Günümüze gelirsek; Peygamber s.a.v.’in riyazet ve takvasını, sahabenin çileli ve zorlu yolculuğunu kürsülerde anlatarak yoksul halka umut olup oy devşirenler ve bunlara çanak tutan saray mollaları dün olduğu gibi bu günde Ebu Zerrler’in varlığına tahammül edemeyip bitmeyen sürgünlere imza atmaktadırlar. Kendileri lüks ve şatafat içerisinde yaşarken “hak sahibi yoksullara” haklarını vermeyip “ sabır muhterem, sabret Peygamber de yoksulluk çekti. İnşaallah cennette bunların karşılığını alacaksın. Benim oturduğum saraya benzer bir saray istiyorsan hatta daha iyisini istiyorsan günde onbinyediyüzonsekiz bilmem kaç tane tesbih çek cennette alırsın” gibi havuçsal avuntularla dinin kutsallarını uhrevi kapitalizme kurban edenler elbette Ebu Zerr mezhebini kendilerine yaklaştırmazlar ve sürgün ederler.
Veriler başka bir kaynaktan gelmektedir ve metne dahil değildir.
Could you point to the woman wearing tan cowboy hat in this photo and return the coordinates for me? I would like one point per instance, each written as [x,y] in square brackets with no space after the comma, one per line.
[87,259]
Ama bir gün gelir de Ebu Zerr’in r.a. çağlar sonraki evlatları ve torunları sokağa çıkarsa ve haklarını almaya kalkarsa o gün hangi mızrakların ucuna hangi Kur’an yapraklarını assanız da inanın ki sizin mızrağınızı ve yaprağınızı hiçbir çuval almayacak. Ve o gün mızrakların ucuna taktığınız yapraklar Ebrehe’nin durumu gibi “yenilmiş çiğnenmiş ekin yapraklarına dönecek”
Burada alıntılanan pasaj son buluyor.